"Nationally, Americans made 10.7 billion trips on public transit in 2008, a 4% increase over 2007, according to data released yesterday by the American Public Transportation Association." Then, APTA suggested that America's transit usage reached a new 50 year high.
This is in the same class of misinformation like the Hannemann administration’s propaganda for the "benefits" of the proposed rail from Kapolei to Aiea. Aiea is right because it will take a miracle to reach downtown and Ala Moana Center. Basically no one east of Aloha Stadium is in favor of elevated rail, even if they are in favor of rail transit. It is too expensive, too noisy and too ugly for the communities to allow it to go through.
Headlines also showed up in the local press about the booming transit ridership. But what do these numbers really mean?
Remember that public transit in America serves only a tiny portion of people and most of them are served by buses. So, these numbers mean that in 1956 the average American took 0.26 trips per work day in a public transit system. In 2008, the average American took 0.14 trips per work day in a public transit system. Note that the average American takes more than three trips per day, and basically all of them are done on a road system paid with gas taxes and other user taxes, but not by general taxes.
Although the gas prices and the beginning of a recession boosted public transit ridership from 2007 to 2008, these statements are true:
(1) Most transit agencies expect a decline in 2009, largely due to general workforce reductions (larger unemployment), and transit service reductions due to budget cuts.
(2) Americans used public transit way less in 2008 than in 1956. The rate of usage is about half and the overall tend is declining. Similar decline applies to TheBus.
(3) Rail transit carries a tiny proportion of commuters in the nation. Something in the order of 2% commute by rail, counting all streetcar systems too.

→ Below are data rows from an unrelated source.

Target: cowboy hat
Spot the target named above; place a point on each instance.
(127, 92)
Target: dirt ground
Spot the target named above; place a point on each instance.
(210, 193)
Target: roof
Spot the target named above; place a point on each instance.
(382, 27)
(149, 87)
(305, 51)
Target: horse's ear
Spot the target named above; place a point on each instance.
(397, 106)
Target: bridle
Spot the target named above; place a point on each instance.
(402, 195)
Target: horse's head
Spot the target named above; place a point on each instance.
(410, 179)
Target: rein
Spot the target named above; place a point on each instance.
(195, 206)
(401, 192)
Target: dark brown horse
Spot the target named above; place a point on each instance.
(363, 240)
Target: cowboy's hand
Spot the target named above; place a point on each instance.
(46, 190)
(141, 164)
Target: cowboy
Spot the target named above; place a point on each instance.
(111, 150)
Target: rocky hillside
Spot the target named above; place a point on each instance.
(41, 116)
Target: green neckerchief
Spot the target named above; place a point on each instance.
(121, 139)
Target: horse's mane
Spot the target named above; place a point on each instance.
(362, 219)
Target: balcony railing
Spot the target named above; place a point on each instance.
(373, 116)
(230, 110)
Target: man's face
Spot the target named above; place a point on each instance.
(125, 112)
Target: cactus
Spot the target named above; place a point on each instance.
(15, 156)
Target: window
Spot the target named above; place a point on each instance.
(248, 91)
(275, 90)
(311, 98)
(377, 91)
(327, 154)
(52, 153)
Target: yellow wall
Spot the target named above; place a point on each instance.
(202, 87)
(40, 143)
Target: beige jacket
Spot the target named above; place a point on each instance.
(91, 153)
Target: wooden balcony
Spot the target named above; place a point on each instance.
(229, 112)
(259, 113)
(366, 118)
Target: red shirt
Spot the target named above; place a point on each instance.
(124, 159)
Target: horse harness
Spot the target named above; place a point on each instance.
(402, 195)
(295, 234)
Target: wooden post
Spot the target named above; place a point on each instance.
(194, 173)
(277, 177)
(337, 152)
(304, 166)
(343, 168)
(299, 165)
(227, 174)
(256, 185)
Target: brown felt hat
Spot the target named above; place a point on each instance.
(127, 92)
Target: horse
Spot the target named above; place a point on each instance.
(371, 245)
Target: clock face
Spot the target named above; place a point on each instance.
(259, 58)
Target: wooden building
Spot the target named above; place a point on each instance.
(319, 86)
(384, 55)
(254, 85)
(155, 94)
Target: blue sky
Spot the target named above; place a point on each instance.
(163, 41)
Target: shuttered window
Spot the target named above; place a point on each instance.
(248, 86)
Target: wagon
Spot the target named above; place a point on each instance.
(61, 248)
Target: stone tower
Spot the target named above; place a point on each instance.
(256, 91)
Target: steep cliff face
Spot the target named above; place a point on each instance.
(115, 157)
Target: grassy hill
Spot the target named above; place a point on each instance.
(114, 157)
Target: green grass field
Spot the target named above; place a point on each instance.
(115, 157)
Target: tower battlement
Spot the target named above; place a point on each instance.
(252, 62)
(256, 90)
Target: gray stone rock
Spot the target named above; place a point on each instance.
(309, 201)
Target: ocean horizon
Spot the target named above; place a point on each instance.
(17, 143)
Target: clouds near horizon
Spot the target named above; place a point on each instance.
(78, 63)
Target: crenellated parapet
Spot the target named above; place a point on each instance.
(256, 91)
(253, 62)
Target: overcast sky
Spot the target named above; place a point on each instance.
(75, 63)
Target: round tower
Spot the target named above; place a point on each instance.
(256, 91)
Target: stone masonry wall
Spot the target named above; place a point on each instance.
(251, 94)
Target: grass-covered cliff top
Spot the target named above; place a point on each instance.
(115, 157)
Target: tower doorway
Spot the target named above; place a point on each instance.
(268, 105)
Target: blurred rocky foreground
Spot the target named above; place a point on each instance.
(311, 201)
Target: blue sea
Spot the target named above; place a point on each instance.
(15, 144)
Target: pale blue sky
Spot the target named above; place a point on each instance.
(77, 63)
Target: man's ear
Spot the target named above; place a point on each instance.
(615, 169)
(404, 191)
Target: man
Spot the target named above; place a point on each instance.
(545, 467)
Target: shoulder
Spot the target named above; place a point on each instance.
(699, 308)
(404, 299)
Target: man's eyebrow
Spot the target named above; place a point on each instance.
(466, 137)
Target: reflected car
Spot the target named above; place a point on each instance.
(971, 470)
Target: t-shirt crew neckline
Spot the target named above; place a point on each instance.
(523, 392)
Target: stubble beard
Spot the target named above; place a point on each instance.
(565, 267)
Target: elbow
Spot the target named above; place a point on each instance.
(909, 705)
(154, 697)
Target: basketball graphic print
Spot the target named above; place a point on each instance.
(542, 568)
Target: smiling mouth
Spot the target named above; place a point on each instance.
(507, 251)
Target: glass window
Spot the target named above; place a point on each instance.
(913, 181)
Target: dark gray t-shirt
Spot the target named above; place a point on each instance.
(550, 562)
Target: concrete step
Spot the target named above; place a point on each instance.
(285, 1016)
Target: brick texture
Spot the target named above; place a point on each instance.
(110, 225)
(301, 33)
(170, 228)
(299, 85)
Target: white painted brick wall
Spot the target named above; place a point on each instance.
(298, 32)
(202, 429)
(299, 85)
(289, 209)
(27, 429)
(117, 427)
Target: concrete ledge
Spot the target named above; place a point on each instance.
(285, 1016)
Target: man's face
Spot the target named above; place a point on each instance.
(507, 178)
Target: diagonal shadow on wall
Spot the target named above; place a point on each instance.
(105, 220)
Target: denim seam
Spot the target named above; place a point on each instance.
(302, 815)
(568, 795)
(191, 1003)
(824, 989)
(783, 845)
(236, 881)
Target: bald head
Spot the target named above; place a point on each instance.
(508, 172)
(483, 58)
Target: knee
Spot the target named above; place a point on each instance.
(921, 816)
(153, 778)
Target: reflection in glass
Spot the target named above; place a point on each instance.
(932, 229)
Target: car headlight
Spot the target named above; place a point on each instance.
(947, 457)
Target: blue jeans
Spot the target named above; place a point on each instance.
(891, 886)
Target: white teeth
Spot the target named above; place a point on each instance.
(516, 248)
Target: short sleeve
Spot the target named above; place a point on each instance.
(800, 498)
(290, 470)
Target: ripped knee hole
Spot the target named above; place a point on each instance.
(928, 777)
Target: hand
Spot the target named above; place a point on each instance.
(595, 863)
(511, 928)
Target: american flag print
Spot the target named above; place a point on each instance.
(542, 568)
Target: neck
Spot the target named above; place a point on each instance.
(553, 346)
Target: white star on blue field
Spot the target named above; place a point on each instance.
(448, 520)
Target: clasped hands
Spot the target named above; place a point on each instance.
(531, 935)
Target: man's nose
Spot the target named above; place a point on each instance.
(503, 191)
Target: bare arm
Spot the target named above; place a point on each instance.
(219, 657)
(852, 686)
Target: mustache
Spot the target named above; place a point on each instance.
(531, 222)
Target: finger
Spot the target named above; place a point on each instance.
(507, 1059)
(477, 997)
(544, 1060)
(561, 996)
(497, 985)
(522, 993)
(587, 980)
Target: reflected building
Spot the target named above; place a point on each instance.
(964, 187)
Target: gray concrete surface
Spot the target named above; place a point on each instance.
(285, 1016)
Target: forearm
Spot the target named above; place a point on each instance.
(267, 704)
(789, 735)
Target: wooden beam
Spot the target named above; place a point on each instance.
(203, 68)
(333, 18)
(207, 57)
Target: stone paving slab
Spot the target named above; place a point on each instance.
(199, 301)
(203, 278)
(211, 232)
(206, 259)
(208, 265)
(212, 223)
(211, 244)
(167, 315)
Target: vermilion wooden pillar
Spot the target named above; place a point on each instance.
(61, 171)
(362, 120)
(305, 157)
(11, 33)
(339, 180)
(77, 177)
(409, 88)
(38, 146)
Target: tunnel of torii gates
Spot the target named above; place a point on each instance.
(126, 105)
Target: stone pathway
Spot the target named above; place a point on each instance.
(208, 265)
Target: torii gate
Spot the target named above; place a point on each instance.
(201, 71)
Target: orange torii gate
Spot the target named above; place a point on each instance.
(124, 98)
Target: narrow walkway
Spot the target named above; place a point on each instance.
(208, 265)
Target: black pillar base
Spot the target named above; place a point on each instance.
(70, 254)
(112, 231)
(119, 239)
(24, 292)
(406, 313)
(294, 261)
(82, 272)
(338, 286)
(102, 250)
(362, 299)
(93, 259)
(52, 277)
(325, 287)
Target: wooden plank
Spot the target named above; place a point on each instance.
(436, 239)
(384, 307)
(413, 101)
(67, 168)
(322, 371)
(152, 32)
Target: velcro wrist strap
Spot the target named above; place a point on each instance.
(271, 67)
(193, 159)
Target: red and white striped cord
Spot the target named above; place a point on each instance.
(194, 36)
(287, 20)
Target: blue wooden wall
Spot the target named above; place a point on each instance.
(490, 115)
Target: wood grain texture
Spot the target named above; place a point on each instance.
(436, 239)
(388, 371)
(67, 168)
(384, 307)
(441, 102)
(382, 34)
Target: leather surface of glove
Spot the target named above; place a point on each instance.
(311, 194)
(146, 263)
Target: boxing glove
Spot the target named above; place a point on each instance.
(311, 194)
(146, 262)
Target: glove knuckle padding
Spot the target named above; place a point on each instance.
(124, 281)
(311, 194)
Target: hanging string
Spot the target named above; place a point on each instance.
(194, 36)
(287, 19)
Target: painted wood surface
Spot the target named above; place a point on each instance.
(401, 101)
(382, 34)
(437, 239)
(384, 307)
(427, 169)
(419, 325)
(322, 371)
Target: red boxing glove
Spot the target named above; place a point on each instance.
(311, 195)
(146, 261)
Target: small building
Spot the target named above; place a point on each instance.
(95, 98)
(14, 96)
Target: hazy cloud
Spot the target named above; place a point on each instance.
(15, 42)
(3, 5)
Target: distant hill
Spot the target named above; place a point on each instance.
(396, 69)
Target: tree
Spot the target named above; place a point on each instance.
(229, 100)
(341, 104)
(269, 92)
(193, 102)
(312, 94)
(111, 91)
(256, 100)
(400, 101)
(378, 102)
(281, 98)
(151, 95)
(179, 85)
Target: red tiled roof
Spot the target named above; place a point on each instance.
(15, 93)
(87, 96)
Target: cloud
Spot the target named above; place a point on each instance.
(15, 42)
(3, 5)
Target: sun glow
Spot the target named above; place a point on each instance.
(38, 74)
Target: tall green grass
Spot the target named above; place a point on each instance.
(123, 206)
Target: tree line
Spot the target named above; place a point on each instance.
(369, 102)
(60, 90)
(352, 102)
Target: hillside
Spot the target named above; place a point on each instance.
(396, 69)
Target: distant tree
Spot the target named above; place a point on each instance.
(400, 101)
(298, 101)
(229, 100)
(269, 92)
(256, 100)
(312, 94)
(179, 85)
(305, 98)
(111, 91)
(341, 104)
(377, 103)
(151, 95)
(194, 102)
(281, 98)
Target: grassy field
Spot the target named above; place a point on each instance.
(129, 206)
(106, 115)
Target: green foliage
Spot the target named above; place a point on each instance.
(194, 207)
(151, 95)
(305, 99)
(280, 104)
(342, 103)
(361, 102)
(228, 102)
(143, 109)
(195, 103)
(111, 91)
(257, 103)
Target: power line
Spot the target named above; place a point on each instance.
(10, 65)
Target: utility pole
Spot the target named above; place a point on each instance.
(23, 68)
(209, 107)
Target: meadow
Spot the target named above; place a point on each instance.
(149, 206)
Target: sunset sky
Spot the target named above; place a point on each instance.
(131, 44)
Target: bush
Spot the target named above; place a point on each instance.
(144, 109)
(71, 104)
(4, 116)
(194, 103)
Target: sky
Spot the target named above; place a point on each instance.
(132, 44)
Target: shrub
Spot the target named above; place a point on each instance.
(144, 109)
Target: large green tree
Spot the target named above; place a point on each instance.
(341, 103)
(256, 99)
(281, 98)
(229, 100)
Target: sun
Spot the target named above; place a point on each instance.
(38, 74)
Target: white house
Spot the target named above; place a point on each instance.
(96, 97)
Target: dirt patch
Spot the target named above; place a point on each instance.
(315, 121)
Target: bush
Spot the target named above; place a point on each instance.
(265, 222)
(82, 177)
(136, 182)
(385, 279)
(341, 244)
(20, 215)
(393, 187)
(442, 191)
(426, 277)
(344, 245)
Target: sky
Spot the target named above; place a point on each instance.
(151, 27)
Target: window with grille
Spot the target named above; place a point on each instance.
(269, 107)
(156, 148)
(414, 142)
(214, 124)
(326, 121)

(4) The nation has a huge backlog of maintenance of existing rail systems and cannot afford any "New Starts." In the last few months the U.S. taxpayers were saddled with an extra two trillion in spending, which is roughly an extra $4,000 taken from every American worker.
(5) Now more than ever Oahu cannot afford a multibillion dollar tax bill with phantom benefits for our general economy.
As you know, the excise tax went up and property taxes will go up, zoo entry fee and other fees will go up. Not to improve city services or to get more lions or to fix our terrible roads or to pay for the billion dollar EPA sewage treatment requirement. But to pay for the proposed Kapolei Choo Choo! Lucky we live Hawaii? For how much longer?